Using electronic health records from the UK Clinical Practice Research Datalink, Gulliford and colleagues assessed the effect of contemporary surgical weight loss procedures on the development of diabetes.

They identified 2,167 obese adults without diabetes who underwent one of three surgical procedures (1,053 (49%) patients received laparoscopic gastric banding, 795 (37%) had gastric bypass procedures and 317 (15%) underwent sleeve gastrectomy; two people had codes for more than one type of procedure on the index date) for weight loss from 2002 onwards. These participants were compared with 2,167 controls matched for age, sex, BMI, and blood glucose control (measured as HbA1c) who did not have surgery or other obesity treatments. Participants were followed up for a maximum of seven years (median 2.8 years).

Bariatric surgery patients and controls were generally well matched for age, sex, and BMI; index BMI40 or higher for about 60% of all participants. However, surgery patients were more likely to have elevated blood pressure or raised total cholesterol values and were taking anti-hypertensive or lipid-lowering drugs.


The results showed that there were 38 new diagnoses of diabetes in bariatric surgery patients and 177 in controls during the seven years after the procedure. Figure 1 shows the incidence of diabetes in in both groups seven years after the procedure.

By the end of seven-year follow-up, 4.3% (95% CI 2·9—6·5) of bariatric surgery patients and 16.2% (13·3—19·6) of matched controls had developed diabetes and the incidence of diabetes was 28.2 (95% CI 24·4—32·7) diagnoses per 1,000 person-years in controls and 5.7 (4·2—7·8) per 1,000 person-years in bariatric surgery patients.

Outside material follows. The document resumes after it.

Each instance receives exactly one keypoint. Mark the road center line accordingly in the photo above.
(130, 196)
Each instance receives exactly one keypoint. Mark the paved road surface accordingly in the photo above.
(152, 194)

Figure 1: Incidence of type 2 diabetes in patients undergoing bariatric surgery and in matched controls during 7 years of follow-up

“In a large population-based cohort of obese patients undergoing bariatric surgery by contemporary methods, the risk of developing type 2 diabetes was reduced by 80% over a maximum of seven years of follow-up compared with controls who did not undergo surgery,” the authors note. “Our study is perhaps the first large-scale pragmatic study to assess the effect of current bariatric surgical procedures on diabetes incidence in the context of usual care settings (panel). Even in patients seen in routine clinical practice, our results show that modern bariatric surgical procedures have particular effectiveness for diabetes prevention in obese patients.”

Compared with controls, the unadjusted hazard ratio for development of diabetes in bariatric surgery patients was 0·20 (95% CI 0·14—0·30; p<0·0001). Multivariable adjustment for baseline characteristics had a “negligible effect on the size of the estimated hazard ratio”. The fully adjusted hazard ratio for bariatric surgery was 0·20 (0·13—0·30; p<0·0001).

“Our findings, together with those of previous studies suggest that bariatric surgery could be a highly effective method for prevention of diabetes in patients with severe obesity,” the authors conclude. “How should surgery for obesity be integrated into strategies for control of obesity and prevention of diabetes in the population at risk? Further research is needed to understand the outcomes of different levels of uptake of obesity surgery, and the long-term effects for patients who receive current surgical procedures for obesity.”

This research was funded by the UK National Institutes for Health Research (NIHR) Health Services and Delivery Research programme.